Firstly, quick links are really, well… QUICK!⚡️⚡️

It goes without saying, that being able to jump right to the relevant portion, of a recorded call or video, via our timestamped highlights feature saved Brielle a lot of time. 

More invested listeners 👂👂

Let’s break it down, because of the ease of jumping right into a section of the tl;dv, with our timestamped highlights feature, people are more encouraged to actually watch a recording.

“Because everyone knows that ninety-nine percent of people who do get that recording are never going to watch it again anyways. Having those quick links [timestamped highlights] makes it so that out of an hour-long recording, you can hop straight to that portion, that was actually relevant… the part that you actually want to go back and listen to.”

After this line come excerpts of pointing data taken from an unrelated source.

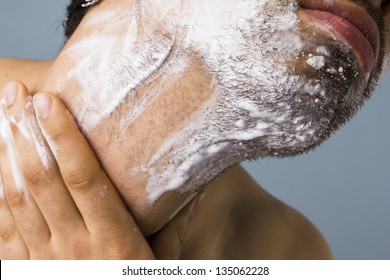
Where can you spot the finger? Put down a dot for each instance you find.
(28, 218)
(96, 198)
(12, 246)
(40, 170)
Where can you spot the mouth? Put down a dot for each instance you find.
(347, 23)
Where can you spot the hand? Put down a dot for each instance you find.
(56, 202)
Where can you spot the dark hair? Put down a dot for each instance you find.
(75, 14)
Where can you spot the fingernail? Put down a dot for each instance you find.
(10, 93)
(42, 104)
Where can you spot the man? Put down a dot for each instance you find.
(182, 99)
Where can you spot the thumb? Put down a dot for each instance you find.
(168, 242)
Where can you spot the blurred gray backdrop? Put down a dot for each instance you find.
(343, 187)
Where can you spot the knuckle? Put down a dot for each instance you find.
(34, 175)
(16, 199)
(8, 233)
(80, 178)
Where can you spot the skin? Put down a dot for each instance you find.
(280, 231)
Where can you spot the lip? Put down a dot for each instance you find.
(348, 23)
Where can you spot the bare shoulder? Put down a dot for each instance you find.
(270, 229)
(280, 232)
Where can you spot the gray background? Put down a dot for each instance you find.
(343, 187)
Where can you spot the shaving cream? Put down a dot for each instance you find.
(271, 82)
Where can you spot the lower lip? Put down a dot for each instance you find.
(345, 32)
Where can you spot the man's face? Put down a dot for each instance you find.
(282, 77)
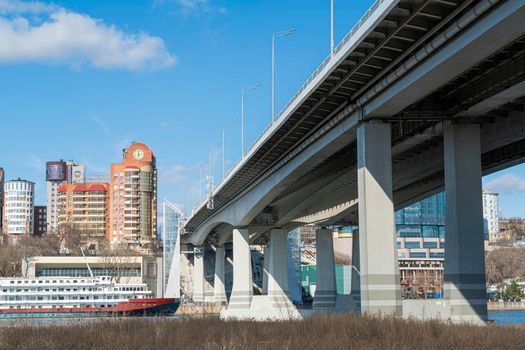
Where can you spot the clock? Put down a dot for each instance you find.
(138, 154)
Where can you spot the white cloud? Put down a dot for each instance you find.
(508, 183)
(61, 36)
(173, 174)
(194, 6)
(15, 6)
(35, 162)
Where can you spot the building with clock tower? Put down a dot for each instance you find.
(133, 198)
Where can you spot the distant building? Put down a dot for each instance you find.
(2, 176)
(40, 220)
(18, 208)
(58, 172)
(490, 215)
(420, 231)
(133, 198)
(84, 207)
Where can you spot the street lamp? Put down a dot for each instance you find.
(223, 156)
(245, 89)
(275, 36)
(332, 27)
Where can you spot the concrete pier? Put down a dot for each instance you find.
(198, 277)
(278, 292)
(465, 287)
(356, 270)
(266, 268)
(219, 291)
(326, 289)
(380, 290)
(242, 290)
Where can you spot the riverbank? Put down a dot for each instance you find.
(326, 332)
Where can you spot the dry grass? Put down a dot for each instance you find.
(330, 332)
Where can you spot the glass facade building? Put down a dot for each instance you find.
(420, 229)
(424, 219)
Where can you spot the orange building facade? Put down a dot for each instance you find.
(132, 209)
(84, 207)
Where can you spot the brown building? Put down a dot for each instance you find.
(40, 220)
(133, 198)
(2, 176)
(84, 207)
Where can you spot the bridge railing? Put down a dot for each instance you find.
(305, 85)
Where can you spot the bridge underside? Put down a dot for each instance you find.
(430, 97)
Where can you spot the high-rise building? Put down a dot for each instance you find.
(18, 207)
(2, 176)
(58, 172)
(133, 198)
(490, 215)
(83, 208)
(40, 220)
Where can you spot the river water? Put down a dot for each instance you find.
(507, 317)
(510, 317)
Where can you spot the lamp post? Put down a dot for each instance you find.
(332, 27)
(245, 89)
(275, 36)
(222, 143)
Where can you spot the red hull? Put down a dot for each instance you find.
(130, 307)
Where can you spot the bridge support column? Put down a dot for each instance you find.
(219, 290)
(278, 270)
(325, 289)
(266, 268)
(198, 274)
(380, 290)
(356, 269)
(465, 286)
(242, 290)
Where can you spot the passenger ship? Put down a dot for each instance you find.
(81, 296)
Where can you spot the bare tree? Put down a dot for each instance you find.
(505, 263)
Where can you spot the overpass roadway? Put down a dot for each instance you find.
(408, 72)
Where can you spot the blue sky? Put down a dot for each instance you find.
(82, 79)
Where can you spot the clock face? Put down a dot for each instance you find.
(138, 154)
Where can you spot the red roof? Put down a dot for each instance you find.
(80, 188)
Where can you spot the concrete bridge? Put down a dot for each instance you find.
(421, 96)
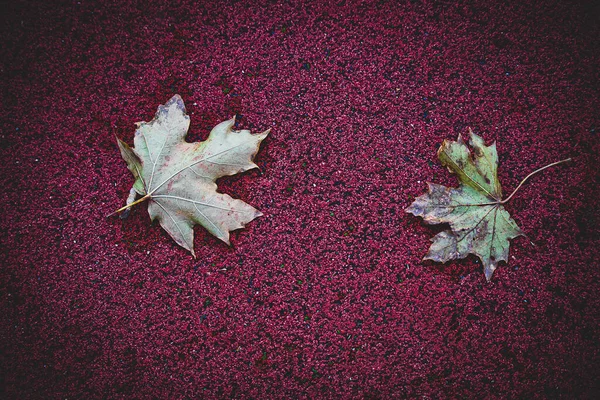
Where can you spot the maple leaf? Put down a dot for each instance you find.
(479, 224)
(177, 178)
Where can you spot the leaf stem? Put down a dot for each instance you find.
(531, 174)
(125, 207)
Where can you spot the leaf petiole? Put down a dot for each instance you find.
(125, 207)
(531, 174)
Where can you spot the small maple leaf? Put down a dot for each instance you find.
(479, 224)
(177, 178)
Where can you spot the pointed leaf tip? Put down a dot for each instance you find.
(179, 177)
(479, 224)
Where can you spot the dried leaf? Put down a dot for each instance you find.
(479, 224)
(178, 178)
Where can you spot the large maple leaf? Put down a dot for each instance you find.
(479, 224)
(177, 178)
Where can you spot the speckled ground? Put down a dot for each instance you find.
(326, 295)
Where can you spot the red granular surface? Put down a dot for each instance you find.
(326, 295)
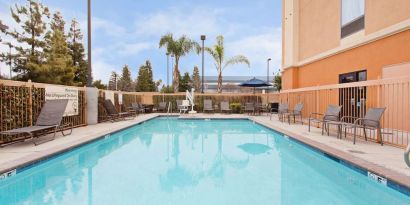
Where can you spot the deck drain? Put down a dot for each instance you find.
(356, 151)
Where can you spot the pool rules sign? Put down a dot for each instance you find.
(60, 92)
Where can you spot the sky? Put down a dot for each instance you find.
(127, 32)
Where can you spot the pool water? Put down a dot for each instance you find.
(209, 162)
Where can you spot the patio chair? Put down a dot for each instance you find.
(370, 121)
(49, 119)
(137, 108)
(184, 107)
(112, 113)
(225, 107)
(282, 110)
(162, 107)
(249, 108)
(297, 111)
(208, 106)
(331, 116)
(179, 104)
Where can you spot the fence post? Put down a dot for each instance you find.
(30, 101)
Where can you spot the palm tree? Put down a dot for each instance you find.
(178, 48)
(218, 53)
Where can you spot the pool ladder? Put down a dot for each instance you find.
(407, 155)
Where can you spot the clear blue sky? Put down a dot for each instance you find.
(128, 31)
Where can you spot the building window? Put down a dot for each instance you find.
(352, 18)
(353, 77)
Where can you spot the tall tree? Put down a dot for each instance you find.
(178, 48)
(185, 83)
(113, 82)
(125, 83)
(145, 82)
(196, 81)
(58, 66)
(31, 19)
(76, 50)
(218, 54)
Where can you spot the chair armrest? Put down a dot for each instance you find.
(348, 117)
(315, 114)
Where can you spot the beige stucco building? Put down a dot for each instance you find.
(337, 41)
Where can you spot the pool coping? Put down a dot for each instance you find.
(395, 180)
(20, 164)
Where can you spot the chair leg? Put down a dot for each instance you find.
(379, 132)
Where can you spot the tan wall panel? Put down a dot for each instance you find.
(319, 27)
(382, 13)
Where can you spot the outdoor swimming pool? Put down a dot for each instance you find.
(210, 162)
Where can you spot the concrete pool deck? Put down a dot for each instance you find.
(385, 160)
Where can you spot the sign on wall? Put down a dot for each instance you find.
(59, 92)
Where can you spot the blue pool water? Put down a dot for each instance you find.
(209, 162)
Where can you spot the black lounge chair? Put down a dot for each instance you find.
(49, 119)
(136, 107)
(112, 113)
(370, 121)
(208, 106)
(297, 111)
(225, 107)
(330, 117)
(282, 110)
(249, 108)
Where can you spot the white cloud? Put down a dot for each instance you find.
(258, 48)
(194, 22)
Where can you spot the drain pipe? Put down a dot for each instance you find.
(407, 156)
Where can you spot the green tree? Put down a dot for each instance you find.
(3, 29)
(125, 82)
(31, 20)
(76, 50)
(196, 81)
(277, 82)
(178, 48)
(218, 54)
(185, 83)
(113, 82)
(145, 82)
(58, 66)
(98, 84)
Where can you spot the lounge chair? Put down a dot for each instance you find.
(137, 108)
(208, 106)
(225, 107)
(49, 119)
(331, 116)
(179, 104)
(162, 107)
(370, 121)
(282, 110)
(112, 113)
(297, 111)
(249, 108)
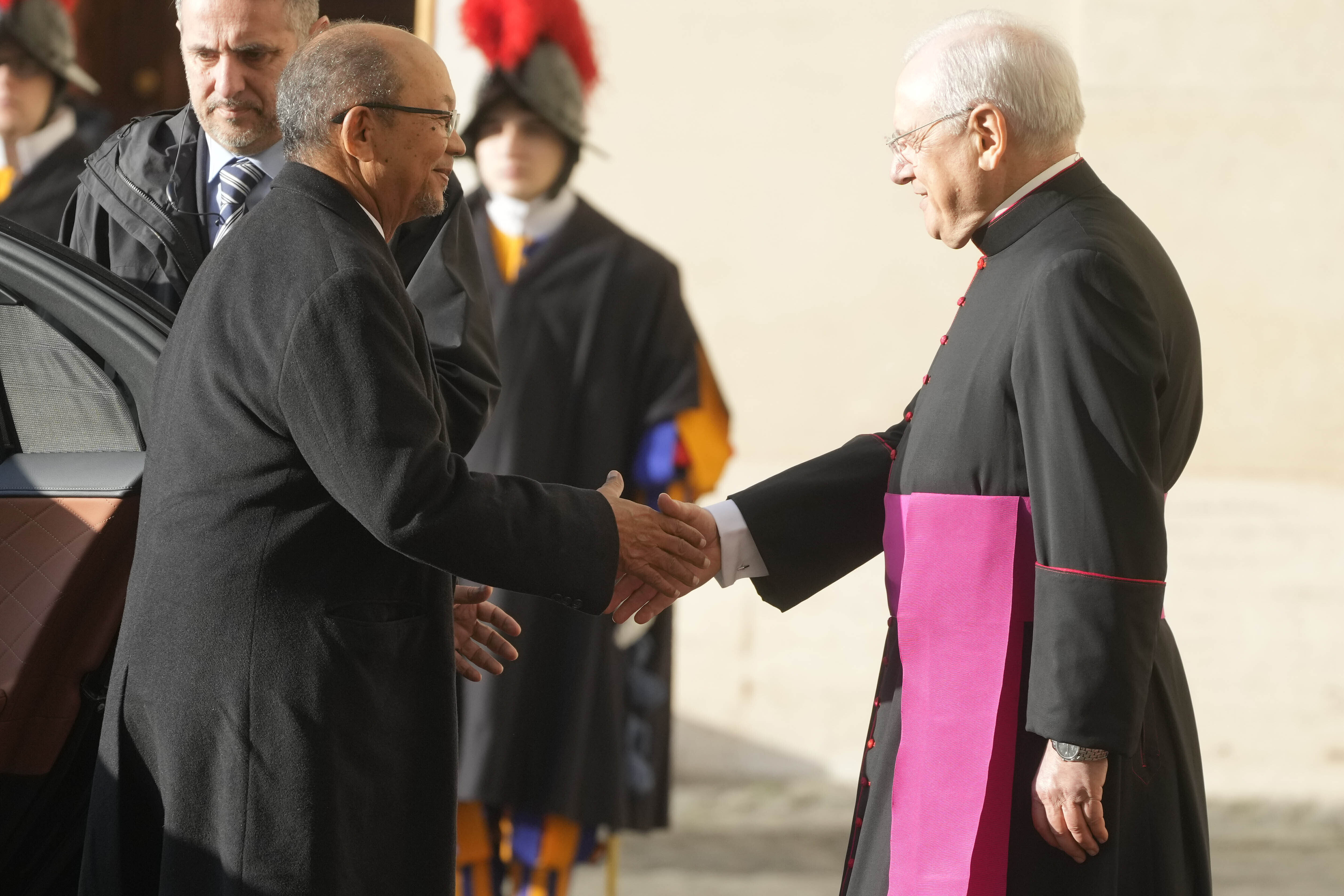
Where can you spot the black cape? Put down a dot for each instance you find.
(1072, 375)
(283, 714)
(596, 346)
(39, 198)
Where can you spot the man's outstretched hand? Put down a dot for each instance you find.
(660, 551)
(635, 597)
(474, 636)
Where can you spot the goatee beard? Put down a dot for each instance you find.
(429, 203)
(233, 138)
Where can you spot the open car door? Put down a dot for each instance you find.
(77, 356)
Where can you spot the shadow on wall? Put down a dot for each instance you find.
(702, 754)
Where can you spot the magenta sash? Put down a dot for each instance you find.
(960, 584)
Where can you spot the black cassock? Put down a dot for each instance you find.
(283, 713)
(1021, 508)
(596, 347)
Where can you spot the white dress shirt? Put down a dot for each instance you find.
(269, 160)
(740, 555)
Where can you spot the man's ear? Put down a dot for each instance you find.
(357, 135)
(990, 131)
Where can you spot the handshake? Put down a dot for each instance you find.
(662, 557)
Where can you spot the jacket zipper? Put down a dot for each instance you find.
(158, 209)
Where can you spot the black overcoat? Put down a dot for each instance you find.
(138, 207)
(1072, 377)
(283, 717)
(596, 347)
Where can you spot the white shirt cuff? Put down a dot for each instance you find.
(739, 553)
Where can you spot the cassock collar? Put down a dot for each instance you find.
(1035, 207)
(328, 191)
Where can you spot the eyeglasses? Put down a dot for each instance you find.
(449, 119)
(905, 148)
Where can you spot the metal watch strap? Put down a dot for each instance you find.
(1073, 753)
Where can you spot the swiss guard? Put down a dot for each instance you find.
(601, 370)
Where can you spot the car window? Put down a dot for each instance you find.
(58, 400)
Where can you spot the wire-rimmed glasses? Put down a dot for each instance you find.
(904, 147)
(448, 117)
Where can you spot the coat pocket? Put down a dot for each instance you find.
(377, 612)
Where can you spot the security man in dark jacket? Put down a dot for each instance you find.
(163, 191)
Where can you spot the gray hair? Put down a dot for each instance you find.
(1026, 72)
(302, 15)
(342, 68)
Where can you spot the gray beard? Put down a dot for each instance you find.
(237, 139)
(429, 205)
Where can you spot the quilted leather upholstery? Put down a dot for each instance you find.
(64, 567)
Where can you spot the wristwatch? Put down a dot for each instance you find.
(1073, 753)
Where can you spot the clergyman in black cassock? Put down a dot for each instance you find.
(1072, 377)
(282, 717)
(1019, 508)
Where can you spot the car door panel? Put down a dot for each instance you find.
(77, 356)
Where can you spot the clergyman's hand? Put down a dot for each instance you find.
(1066, 804)
(662, 551)
(634, 597)
(474, 637)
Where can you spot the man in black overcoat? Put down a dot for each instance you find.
(282, 718)
(150, 205)
(1033, 730)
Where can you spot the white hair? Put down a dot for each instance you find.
(302, 15)
(990, 56)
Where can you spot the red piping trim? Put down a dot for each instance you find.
(1000, 215)
(1099, 576)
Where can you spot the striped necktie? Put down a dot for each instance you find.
(237, 180)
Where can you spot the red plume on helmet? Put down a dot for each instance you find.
(507, 31)
(69, 6)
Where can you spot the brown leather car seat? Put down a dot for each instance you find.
(64, 569)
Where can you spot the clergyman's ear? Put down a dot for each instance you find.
(357, 134)
(988, 127)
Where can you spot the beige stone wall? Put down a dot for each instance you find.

All this adds up to a heck of a lot of time saved ⌛⌛

Time will be saved with tl;dv. Both in terms of the effort of recording, retrieving, storing, and sharing each recording, as well as the time spent navigating within the recording. 

“We do a lot of demos every week. It was just starting to eat into our team’s time to have to go into the zoom account; dig up the recording; download it or copy-paste the link in an e-mail; send the password; all that fun stuff … So even though that’s like, five or six steps. That time really adds up over a week or a month … I wanted to see if there was some way we could streamline this process. So we found tl;dv, and it’s so nice to be able to have a demo call and know that that recording is just going to be automatically sent to everyone who is in that call. It saves a ridiculous amount of time. It saves us probably like hours over the course of a month.”

Cheers Brielle and Botmock, for doing meetings right! 🥂🥂

So, if you could catch up on your meetings in minutes, would you still attend live?